I would love to try yours out but I downloaded it quite a while ago and tried it for about 30 min then got busy with work and the trial expired.. it's there any way you can reset the trial or do I need to re register and download it again under a different account?

Also, I don't know what product is better, but it makes me nervous with how many people complain about your customer support... just saying..

Thanks,
Jeron


----------



## jesserc (Jul 17, 2013)

I guess everyone else is wrong. Where are the competitors horror stories. Jeron , seriously, it makes no difference to me, but as I age I like to pay it forward and I hate to see you get taken. Get any product but this one. http://www.t-shirtforums.com/rhinestone-decoration/t407993.html


----------



## katruax (Sep 30, 2010)

jeron said:


> Kevin,
> 
> I would love to try yours out but I downloaded it quite a while ago and tried it for about 30 min then got busy with work and the trial expired.. it's there any way you can reset the trial or do I need to re register and download it again under a different account?
> 
> ...


Jeron I extended your demo for you for a month... So you should be good to go... It wouldn't hurt to download the latest version and install it again just to be certain you have the latest version... 

Video tutorials you can find here:

EasyStoneTemplates - YouTube

TRW has a loyal fan base and that is great but just like Jesse who commented who says they have no agenda and yet he will say don't deal with me and yet he himself has never dealt with me... So I'm not sure why the need to pass judgement?.. My buddy tells me the new Mexican restaurant is lousy... I'm still likely going to try it at least once for myself.


----------



## jesserc (Jul 17, 2013)

I've haven't done business with Kevin, but I've dealt with his bully behavior on FB groups. Here's the previous thread where he bully's his long time customers. http://www.t-shirtforums.com/rhinestone-decoration/t190290-4.html#post2051466

Even other vendors have issues with him. http://www.t-shirtforums.com/rhinestone-decoration/t358434.html#post2065130


----------



## katruax (Sep 30, 2010)

jesserc said:


> I've haven't done business with Kevin, but I've dealt with his bully behavior on FB groups. Here's the previous thread where he bully's his long time customers. http://www.t-shirtforums.com/rhinestone-decoration/t190290-4.html#post2051466
> 
> Even other vendors have issues with him. http://www.t-shirtforums.com/rhinestone-decoration/t358434.html#post2065130



Honestly Jesse one only has to look at your post count and previous posts... 

You see if you look at my post counts and my posts here you will seem 95% of my posts were helping people with their questions... Not bashing anyone...

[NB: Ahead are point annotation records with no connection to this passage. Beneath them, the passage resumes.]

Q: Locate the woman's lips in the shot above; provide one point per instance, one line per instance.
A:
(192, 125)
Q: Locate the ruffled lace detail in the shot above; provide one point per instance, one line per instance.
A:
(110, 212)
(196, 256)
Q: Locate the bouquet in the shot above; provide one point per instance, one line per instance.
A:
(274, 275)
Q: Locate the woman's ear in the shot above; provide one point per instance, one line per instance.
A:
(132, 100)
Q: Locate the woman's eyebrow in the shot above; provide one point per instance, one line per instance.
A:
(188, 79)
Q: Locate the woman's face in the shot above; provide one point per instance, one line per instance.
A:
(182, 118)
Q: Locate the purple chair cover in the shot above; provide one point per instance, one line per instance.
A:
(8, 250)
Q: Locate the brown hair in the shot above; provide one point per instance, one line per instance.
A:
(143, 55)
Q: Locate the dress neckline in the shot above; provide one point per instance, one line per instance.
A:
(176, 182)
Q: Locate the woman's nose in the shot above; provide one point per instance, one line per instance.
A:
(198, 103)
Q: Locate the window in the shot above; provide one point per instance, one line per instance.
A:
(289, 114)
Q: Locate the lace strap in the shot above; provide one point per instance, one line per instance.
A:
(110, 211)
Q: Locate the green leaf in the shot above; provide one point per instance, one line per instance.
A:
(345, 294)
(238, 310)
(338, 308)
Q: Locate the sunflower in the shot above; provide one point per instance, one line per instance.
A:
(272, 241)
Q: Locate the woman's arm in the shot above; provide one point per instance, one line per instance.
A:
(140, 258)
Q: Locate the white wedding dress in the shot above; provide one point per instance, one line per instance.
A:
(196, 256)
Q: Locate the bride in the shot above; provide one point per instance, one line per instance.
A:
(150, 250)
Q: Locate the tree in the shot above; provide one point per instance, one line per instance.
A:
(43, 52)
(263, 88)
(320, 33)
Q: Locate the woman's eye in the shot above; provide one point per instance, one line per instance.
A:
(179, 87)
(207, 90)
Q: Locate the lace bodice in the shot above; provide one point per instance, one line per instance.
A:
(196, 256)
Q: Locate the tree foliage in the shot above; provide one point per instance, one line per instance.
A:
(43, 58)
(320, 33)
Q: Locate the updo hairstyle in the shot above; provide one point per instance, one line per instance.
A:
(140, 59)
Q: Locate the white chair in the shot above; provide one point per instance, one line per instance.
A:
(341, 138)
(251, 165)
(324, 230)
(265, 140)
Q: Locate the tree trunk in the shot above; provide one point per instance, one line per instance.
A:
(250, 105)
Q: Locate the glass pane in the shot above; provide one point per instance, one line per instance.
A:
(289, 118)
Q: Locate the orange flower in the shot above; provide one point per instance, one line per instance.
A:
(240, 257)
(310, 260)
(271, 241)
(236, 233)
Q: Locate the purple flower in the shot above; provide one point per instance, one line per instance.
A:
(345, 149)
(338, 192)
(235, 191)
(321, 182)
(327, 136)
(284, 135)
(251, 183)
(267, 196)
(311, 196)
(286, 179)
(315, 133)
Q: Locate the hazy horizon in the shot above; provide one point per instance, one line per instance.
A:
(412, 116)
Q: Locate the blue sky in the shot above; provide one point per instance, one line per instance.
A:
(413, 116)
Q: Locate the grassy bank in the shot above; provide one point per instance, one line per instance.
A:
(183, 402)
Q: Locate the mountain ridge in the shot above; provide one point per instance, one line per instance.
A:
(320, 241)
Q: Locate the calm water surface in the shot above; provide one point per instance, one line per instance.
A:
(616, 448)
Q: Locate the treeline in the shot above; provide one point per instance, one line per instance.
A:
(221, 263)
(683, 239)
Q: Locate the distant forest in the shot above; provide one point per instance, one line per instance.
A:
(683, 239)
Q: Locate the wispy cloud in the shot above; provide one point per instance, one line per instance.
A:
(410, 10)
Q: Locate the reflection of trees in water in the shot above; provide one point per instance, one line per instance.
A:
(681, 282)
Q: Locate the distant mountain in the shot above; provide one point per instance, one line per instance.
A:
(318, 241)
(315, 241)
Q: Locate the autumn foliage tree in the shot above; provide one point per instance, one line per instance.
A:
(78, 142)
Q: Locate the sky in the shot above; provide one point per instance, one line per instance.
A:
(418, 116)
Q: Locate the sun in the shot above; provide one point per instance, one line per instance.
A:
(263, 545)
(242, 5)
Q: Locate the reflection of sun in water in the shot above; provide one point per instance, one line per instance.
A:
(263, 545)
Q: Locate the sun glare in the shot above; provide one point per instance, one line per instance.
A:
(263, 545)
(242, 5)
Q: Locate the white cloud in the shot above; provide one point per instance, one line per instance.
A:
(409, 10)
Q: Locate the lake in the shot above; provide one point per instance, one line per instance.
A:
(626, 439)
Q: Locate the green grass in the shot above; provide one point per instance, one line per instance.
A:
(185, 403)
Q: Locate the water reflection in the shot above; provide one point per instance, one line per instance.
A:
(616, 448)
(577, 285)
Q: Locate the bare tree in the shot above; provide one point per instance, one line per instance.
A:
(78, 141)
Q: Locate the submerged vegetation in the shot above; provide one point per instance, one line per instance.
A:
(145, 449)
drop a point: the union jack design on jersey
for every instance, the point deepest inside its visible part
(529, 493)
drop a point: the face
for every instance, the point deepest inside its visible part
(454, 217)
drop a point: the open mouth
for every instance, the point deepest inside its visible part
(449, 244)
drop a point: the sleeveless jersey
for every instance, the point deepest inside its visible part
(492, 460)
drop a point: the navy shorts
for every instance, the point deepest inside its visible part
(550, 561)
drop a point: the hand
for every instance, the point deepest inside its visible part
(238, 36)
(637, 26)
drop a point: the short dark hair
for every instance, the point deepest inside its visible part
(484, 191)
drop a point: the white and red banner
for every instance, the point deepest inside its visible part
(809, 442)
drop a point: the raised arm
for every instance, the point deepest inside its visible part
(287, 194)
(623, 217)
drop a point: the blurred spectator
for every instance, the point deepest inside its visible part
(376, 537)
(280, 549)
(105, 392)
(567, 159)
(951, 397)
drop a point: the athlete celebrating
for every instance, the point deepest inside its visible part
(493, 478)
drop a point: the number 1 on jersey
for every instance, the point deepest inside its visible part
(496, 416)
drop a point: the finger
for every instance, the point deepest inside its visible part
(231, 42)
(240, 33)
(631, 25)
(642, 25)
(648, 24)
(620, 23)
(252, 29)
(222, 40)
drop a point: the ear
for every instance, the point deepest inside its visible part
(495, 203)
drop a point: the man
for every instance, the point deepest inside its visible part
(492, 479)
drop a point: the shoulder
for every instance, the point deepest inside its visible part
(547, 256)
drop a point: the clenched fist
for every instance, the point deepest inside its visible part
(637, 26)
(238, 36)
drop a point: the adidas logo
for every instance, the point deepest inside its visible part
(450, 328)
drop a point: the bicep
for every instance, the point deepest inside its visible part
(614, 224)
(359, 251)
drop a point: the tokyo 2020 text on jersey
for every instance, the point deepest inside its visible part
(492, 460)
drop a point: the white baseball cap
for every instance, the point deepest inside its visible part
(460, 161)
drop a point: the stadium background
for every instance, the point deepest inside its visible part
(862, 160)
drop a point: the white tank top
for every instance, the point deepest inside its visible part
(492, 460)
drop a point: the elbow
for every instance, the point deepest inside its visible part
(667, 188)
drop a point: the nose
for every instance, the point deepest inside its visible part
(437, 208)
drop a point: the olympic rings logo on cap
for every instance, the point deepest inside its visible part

Now look at your posts... Are they really "helping" someone with their question or more of an agenda you have decided to take on yourself?... 

Honestly people who have done business with me know the actual truth because they have experienced it themselves...

I'm just pointing out your posts here are pretty transparent is all and you are actually doing a disservice to your preferred vendor if you ask me...

We could go back and forth but truth be told you have been booted from various groups I belong to for just these types of bullying posts you are making here when you yourself have no direct knowledge...

When not just let people try the various products available and let them decide for themselves what is a better product for them... 

In my mind I have the best CorelDRAW Macro available and of course I would think that being I created over the last few years... My design work should speak for itself as well... 

So wasting your time trying to trash me and my business doesn't seem to me like it helps you at all or really anyone else for that matter... 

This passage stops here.